This week is Australian Organ Donor Awareness Week - a time for reflection, decision and discussion. This week, we ask all Australians to learn the facts about organ donation, decide if you want to be donor, and then make sure that your family knows your decision.

Today, more than 1700 Australians are waiting with bags packed for the call that will save their life. Waiting for the call that tells them the organ they desperately need has become available for transplant. Tragically, two of those Australians on average die every week before they get the call.
Australia’s rate of organ donation is low by international standards. In 2009, donations were made by 247 people resulting in 799 life-saving transplants. Although that rate is higher than the average of previous years, it is still clear that we need to do better.
Our rate isn’t relatively low because Australians don’t support organ donation - more than 80% of us do. And it’s not low because we lack a strong community voice - we have an army of committed advocates in our community who’ve been arguing for higher donation rates for years.
Our rates have been low because of fragmented messages and a lack of focussed resources where it matters.
The Rudd Government stepped up to the plate with its Organ Donation Reform Package in 2008. For the first time, an Australian Government is driving and funding a national plan that sees a consistent message across the country.
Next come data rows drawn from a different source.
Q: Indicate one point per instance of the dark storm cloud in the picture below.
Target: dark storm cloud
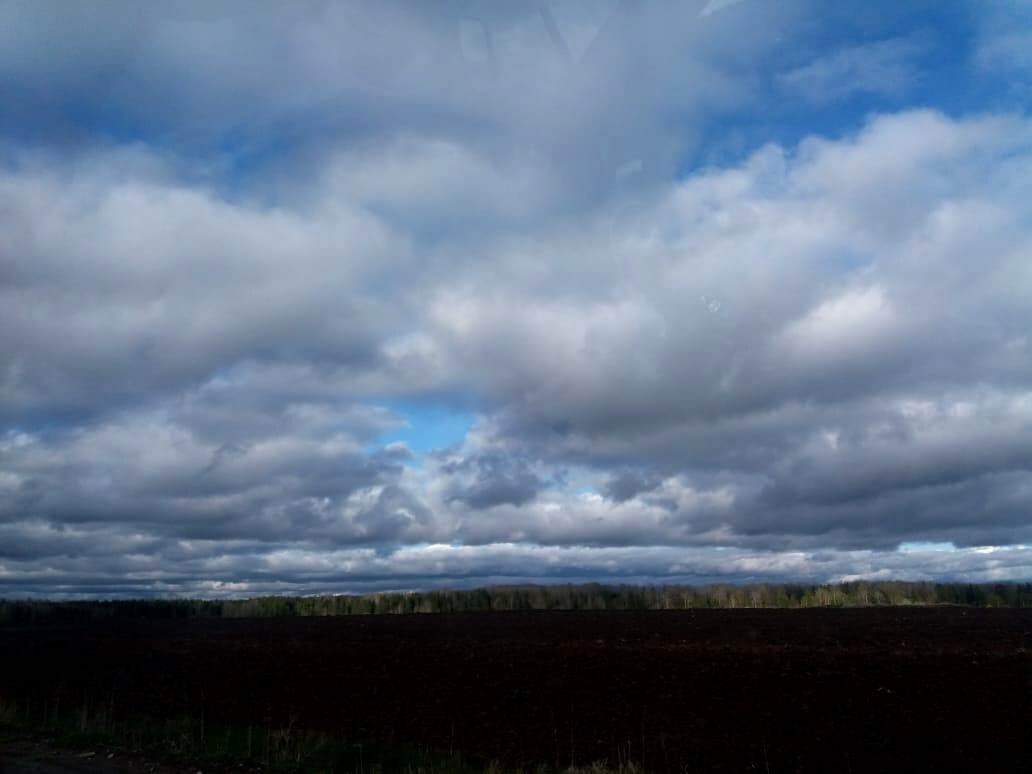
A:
(229, 235)
(626, 484)
(487, 480)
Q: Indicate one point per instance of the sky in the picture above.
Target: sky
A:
(314, 296)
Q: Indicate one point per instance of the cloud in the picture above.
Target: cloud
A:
(884, 67)
(215, 280)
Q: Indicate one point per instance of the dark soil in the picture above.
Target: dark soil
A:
(768, 690)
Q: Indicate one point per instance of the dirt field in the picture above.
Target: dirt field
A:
(769, 690)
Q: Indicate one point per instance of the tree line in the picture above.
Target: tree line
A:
(581, 597)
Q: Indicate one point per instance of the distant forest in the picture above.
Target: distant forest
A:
(586, 597)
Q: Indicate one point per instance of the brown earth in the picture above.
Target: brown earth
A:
(768, 690)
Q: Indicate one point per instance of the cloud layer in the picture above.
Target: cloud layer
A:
(231, 246)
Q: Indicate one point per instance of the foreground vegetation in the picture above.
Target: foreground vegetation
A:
(586, 597)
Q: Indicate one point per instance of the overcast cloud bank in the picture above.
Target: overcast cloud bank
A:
(707, 342)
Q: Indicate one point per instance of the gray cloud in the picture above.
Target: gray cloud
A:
(782, 365)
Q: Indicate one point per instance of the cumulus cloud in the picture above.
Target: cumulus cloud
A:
(782, 365)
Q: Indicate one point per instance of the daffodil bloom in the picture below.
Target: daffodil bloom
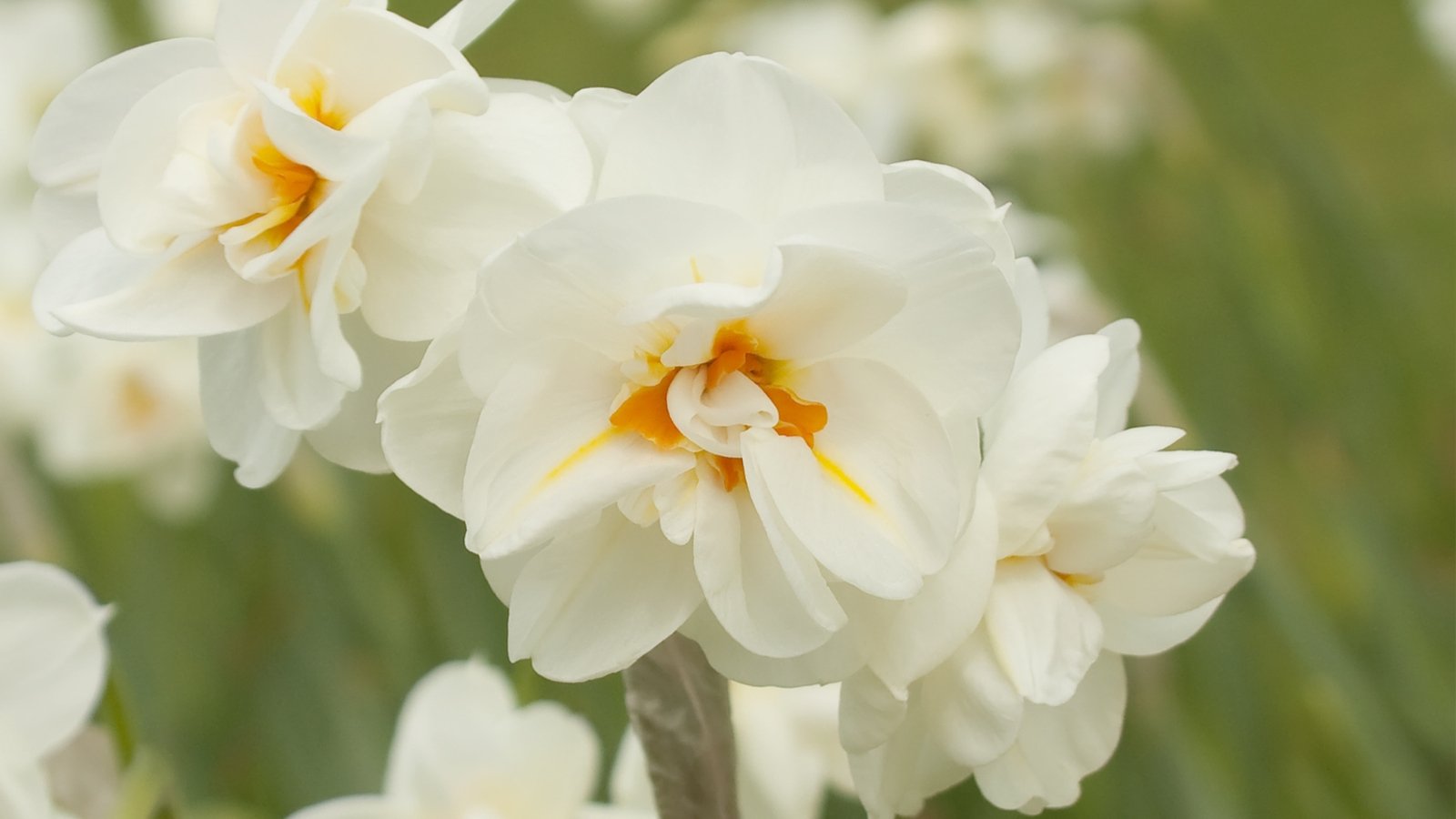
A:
(53, 668)
(1108, 544)
(720, 385)
(309, 193)
(465, 748)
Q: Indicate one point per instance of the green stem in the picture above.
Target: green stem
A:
(123, 731)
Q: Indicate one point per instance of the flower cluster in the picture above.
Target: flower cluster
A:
(53, 668)
(684, 361)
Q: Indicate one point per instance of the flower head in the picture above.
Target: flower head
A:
(721, 382)
(309, 193)
(1107, 544)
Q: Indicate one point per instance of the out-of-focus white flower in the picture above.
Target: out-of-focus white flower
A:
(53, 668)
(721, 382)
(1108, 544)
(976, 85)
(1438, 22)
(44, 44)
(788, 753)
(182, 18)
(310, 194)
(465, 748)
(126, 411)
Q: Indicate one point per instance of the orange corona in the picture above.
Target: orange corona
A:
(734, 351)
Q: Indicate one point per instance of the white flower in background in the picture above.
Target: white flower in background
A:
(788, 753)
(721, 382)
(463, 748)
(126, 411)
(975, 85)
(1438, 24)
(1108, 545)
(44, 44)
(53, 668)
(310, 194)
(182, 18)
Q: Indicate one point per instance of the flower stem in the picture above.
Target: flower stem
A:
(679, 709)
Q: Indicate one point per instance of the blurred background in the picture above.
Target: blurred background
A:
(1267, 186)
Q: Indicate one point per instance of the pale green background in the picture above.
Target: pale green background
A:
(1292, 259)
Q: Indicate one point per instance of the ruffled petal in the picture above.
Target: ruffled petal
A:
(1045, 632)
(53, 659)
(592, 603)
(740, 133)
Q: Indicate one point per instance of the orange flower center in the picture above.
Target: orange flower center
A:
(734, 351)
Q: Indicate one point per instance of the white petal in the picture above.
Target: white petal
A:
(24, 792)
(295, 389)
(574, 276)
(832, 662)
(740, 133)
(1104, 519)
(1118, 382)
(897, 777)
(1043, 632)
(592, 603)
(597, 111)
(305, 140)
(826, 300)
(1186, 467)
(252, 33)
(870, 713)
(462, 748)
(1139, 636)
(545, 452)
(492, 178)
(1165, 579)
(766, 593)
(429, 421)
(878, 497)
(140, 213)
(87, 267)
(63, 215)
(976, 707)
(958, 332)
(194, 293)
(84, 118)
(905, 640)
(1060, 745)
(238, 423)
(353, 438)
(441, 713)
(1040, 435)
(369, 55)
(357, 807)
(956, 196)
(468, 19)
(53, 659)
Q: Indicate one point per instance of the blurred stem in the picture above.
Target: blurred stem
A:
(123, 732)
(24, 513)
(681, 712)
(145, 790)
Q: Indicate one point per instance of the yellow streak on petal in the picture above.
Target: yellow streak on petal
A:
(837, 472)
(579, 457)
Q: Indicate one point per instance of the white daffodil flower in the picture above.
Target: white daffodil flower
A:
(310, 194)
(465, 749)
(1107, 545)
(53, 668)
(788, 753)
(721, 382)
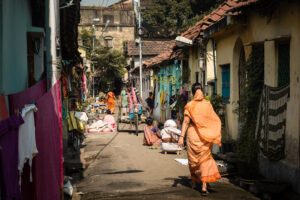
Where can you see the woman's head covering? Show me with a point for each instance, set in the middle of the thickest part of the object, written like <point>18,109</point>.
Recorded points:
<point>207,122</point>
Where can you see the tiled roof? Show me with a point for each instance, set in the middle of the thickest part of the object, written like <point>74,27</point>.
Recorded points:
<point>227,8</point>
<point>149,47</point>
<point>168,55</point>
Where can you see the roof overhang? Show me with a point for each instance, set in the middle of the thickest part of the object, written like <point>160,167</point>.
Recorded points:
<point>182,41</point>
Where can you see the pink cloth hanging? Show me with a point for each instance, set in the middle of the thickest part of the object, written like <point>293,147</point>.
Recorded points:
<point>48,173</point>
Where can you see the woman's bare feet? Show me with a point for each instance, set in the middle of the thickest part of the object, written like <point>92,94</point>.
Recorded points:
<point>204,189</point>
<point>193,184</point>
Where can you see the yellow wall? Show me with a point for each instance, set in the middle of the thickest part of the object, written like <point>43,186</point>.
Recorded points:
<point>285,21</point>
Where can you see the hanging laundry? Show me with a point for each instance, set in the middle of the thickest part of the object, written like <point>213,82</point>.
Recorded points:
<point>48,167</point>
<point>64,85</point>
<point>27,142</point>
<point>9,157</point>
<point>3,109</point>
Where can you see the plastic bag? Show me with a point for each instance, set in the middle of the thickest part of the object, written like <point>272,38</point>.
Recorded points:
<point>68,188</point>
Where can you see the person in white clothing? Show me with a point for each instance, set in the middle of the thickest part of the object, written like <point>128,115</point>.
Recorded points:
<point>27,142</point>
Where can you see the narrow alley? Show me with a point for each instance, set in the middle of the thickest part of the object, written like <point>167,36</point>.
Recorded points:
<point>149,99</point>
<point>118,166</point>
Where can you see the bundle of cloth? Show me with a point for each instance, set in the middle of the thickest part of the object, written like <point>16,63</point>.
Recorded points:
<point>170,135</point>
<point>105,125</point>
<point>151,133</point>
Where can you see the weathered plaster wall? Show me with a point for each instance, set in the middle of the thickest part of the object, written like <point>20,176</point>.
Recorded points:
<point>14,76</point>
<point>284,22</point>
<point>121,29</point>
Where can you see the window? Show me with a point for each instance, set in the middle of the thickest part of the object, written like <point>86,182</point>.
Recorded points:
<point>197,77</point>
<point>185,71</point>
<point>108,17</point>
<point>226,82</point>
<point>283,64</point>
<point>109,42</point>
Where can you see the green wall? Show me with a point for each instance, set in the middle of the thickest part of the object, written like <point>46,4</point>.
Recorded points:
<point>15,20</point>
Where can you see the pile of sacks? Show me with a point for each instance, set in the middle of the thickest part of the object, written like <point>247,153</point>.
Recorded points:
<point>105,125</point>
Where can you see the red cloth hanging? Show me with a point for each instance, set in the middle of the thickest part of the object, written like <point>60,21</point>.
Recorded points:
<point>48,174</point>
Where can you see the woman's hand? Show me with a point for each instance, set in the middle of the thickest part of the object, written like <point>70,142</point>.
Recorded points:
<point>180,142</point>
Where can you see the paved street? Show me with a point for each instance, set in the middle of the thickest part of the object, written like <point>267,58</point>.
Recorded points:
<point>118,166</point>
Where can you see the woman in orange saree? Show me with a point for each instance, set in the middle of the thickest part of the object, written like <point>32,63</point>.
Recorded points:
<point>110,101</point>
<point>203,128</point>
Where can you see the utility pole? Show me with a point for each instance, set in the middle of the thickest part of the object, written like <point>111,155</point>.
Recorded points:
<point>92,61</point>
<point>140,45</point>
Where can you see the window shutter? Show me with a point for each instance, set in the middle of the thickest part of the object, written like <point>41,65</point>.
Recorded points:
<point>226,82</point>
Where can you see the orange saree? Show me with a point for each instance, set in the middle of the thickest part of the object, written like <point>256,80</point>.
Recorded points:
<point>111,101</point>
<point>204,130</point>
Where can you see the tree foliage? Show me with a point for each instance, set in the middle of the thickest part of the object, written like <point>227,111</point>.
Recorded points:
<point>177,15</point>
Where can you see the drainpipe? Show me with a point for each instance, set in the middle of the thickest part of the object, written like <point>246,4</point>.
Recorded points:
<point>214,58</point>
<point>52,34</point>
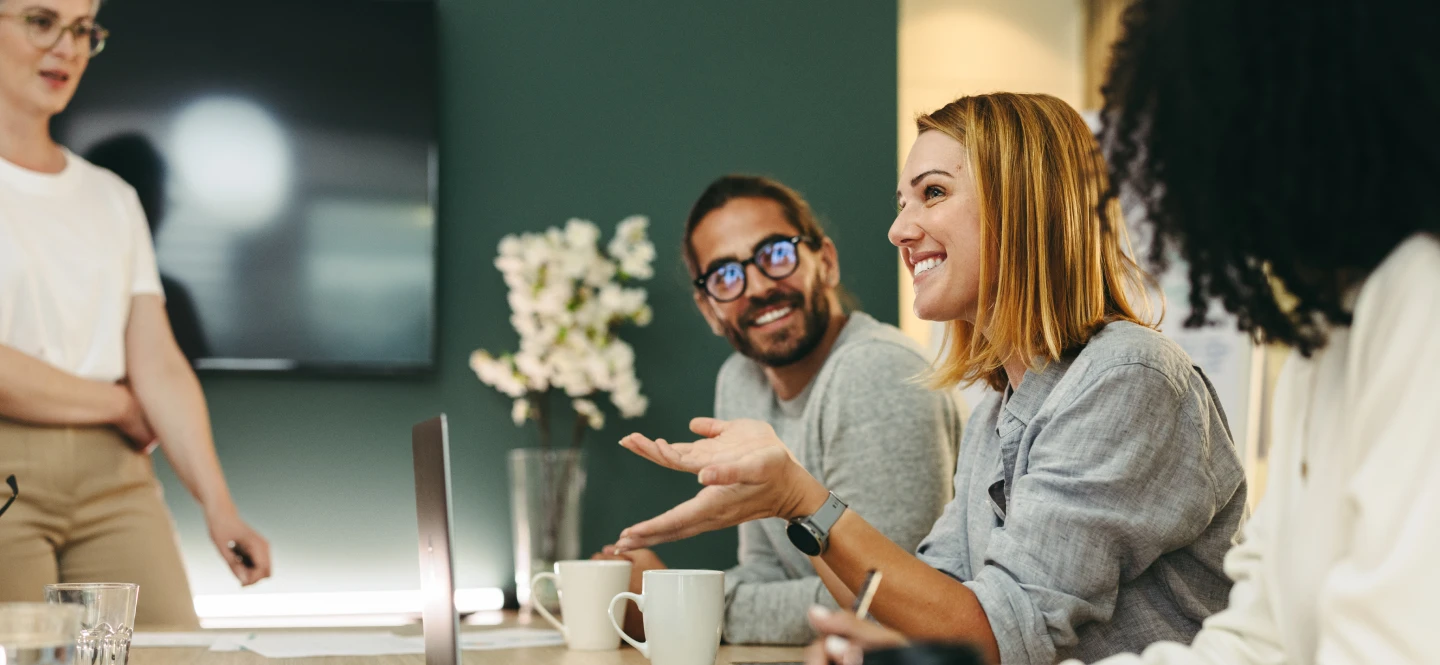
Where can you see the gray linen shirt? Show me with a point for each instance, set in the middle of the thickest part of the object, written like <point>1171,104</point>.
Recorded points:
<point>871,435</point>
<point>1095,503</point>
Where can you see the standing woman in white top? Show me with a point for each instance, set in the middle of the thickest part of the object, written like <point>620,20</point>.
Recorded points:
<point>91,377</point>
<point>1289,151</point>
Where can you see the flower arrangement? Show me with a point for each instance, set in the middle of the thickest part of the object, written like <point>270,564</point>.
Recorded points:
<point>568,298</point>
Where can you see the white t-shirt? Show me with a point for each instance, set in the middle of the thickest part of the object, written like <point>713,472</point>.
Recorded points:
<point>1339,562</point>
<point>74,249</point>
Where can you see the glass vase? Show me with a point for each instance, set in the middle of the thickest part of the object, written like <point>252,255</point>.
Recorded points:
<point>545,503</point>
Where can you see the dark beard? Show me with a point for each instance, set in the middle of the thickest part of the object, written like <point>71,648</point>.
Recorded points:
<point>792,349</point>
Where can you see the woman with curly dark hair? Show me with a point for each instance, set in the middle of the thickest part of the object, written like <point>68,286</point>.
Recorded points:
<point>1289,151</point>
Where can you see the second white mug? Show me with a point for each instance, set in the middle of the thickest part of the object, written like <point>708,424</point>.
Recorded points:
<point>683,613</point>
<point>586,589</point>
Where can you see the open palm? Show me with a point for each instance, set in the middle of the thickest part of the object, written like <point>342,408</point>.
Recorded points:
<point>746,469</point>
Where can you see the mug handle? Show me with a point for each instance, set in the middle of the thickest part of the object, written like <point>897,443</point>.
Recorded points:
<point>540,606</point>
<point>640,603</point>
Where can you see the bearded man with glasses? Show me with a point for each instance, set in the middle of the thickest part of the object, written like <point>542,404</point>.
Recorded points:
<point>838,387</point>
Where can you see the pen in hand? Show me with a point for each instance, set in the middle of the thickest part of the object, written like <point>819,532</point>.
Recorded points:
<point>867,595</point>
<point>239,553</point>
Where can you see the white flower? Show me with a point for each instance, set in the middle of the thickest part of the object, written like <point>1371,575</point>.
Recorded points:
<point>601,271</point>
<point>498,373</point>
<point>520,412</point>
<point>589,412</point>
<point>566,300</point>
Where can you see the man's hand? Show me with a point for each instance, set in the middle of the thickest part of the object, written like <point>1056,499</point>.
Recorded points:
<point>641,560</point>
<point>749,474</point>
<point>846,638</point>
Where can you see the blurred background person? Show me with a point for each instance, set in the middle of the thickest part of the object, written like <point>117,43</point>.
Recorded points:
<point>137,161</point>
<point>91,377</point>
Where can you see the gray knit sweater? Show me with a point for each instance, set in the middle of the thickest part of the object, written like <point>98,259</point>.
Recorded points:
<point>870,433</point>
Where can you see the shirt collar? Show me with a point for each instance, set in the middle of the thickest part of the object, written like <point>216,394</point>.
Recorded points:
<point>1024,402</point>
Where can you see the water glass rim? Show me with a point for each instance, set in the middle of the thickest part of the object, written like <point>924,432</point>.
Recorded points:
<point>35,606</point>
<point>82,586</point>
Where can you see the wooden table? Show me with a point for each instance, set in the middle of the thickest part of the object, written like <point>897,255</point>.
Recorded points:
<point>546,655</point>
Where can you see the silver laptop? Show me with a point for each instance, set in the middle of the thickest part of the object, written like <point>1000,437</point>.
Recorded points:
<point>432,498</point>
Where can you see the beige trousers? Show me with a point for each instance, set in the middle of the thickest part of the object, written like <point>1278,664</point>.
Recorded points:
<point>90,510</point>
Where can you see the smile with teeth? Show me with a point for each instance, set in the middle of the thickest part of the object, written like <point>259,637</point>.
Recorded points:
<point>772,315</point>
<point>928,265</point>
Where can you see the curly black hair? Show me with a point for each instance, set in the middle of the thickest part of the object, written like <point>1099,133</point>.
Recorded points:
<point>1288,143</point>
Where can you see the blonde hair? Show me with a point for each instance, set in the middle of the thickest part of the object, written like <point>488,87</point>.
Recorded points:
<point>1054,264</point>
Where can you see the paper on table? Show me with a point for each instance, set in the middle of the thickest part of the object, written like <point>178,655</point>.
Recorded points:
<point>510,638</point>
<point>215,641</point>
<point>331,644</point>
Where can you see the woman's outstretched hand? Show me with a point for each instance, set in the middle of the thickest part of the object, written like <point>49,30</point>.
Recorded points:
<point>748,474</point>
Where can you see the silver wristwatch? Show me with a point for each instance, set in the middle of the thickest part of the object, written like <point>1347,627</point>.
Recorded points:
<point>811,534</point>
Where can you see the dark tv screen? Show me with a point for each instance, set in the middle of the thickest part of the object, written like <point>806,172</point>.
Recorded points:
<point>284,151</point>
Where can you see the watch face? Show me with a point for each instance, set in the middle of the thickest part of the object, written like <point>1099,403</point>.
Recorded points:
<point>802,539</point>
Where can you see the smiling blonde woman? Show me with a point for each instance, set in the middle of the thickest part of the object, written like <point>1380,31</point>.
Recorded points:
<point>1096,492</point>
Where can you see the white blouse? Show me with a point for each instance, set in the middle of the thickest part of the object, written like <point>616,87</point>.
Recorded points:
<point>1341,563</point>
<point>74,251</point>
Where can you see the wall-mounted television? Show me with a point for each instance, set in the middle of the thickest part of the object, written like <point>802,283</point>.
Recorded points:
<point>285,151</point>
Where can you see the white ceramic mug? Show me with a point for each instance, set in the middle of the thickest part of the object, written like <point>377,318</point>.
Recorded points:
<point>683,613</point>
<point>585,589</point>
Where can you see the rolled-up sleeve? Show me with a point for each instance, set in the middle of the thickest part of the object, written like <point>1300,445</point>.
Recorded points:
<point>1115,480</point>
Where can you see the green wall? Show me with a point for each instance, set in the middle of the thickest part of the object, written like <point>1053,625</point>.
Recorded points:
<point>556,110</point>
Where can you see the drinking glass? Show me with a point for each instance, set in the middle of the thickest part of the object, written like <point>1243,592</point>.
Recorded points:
<point>38,634</point>
<point>107,622</point>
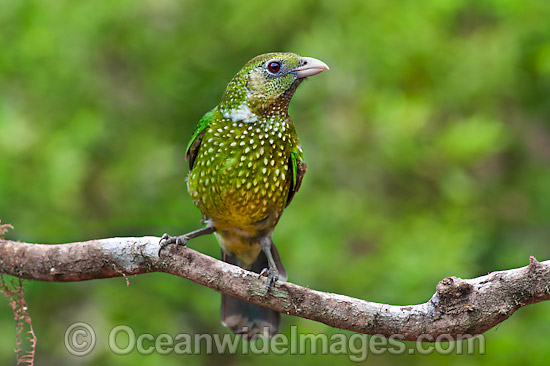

Our reforms are funding 160 medical specialists in 76 hospitals across Australia trained and responsible for ensuring that hospitals are equipped for the task of lifting our donation rates.
The final decision whether donation will proceed is taken by the family or next of kin, even where their loved one has registered as a donor. Research tells us, though, that as many as 50% of Australians don’t know the wishes of their family members in this respect. That’s why this year’s Organ Donation Awareness Week focuses on the need to have that discussion with your family - it ensures your wishes will be met andmakes it easier for your family to make a decision at a painful and difficult time
Discussions about organ donation are difficult; they involve a discussion about death. The circumstances that give rise to organ donation are always deeply tragic, but unavoidable tragedy can lead to other lives being saved. Every time a grieving family agrees to donate the organs of a loved one, the lives of up to ten other Australians can be saved. In this Organ Donor Awareness Week, please give that some thought.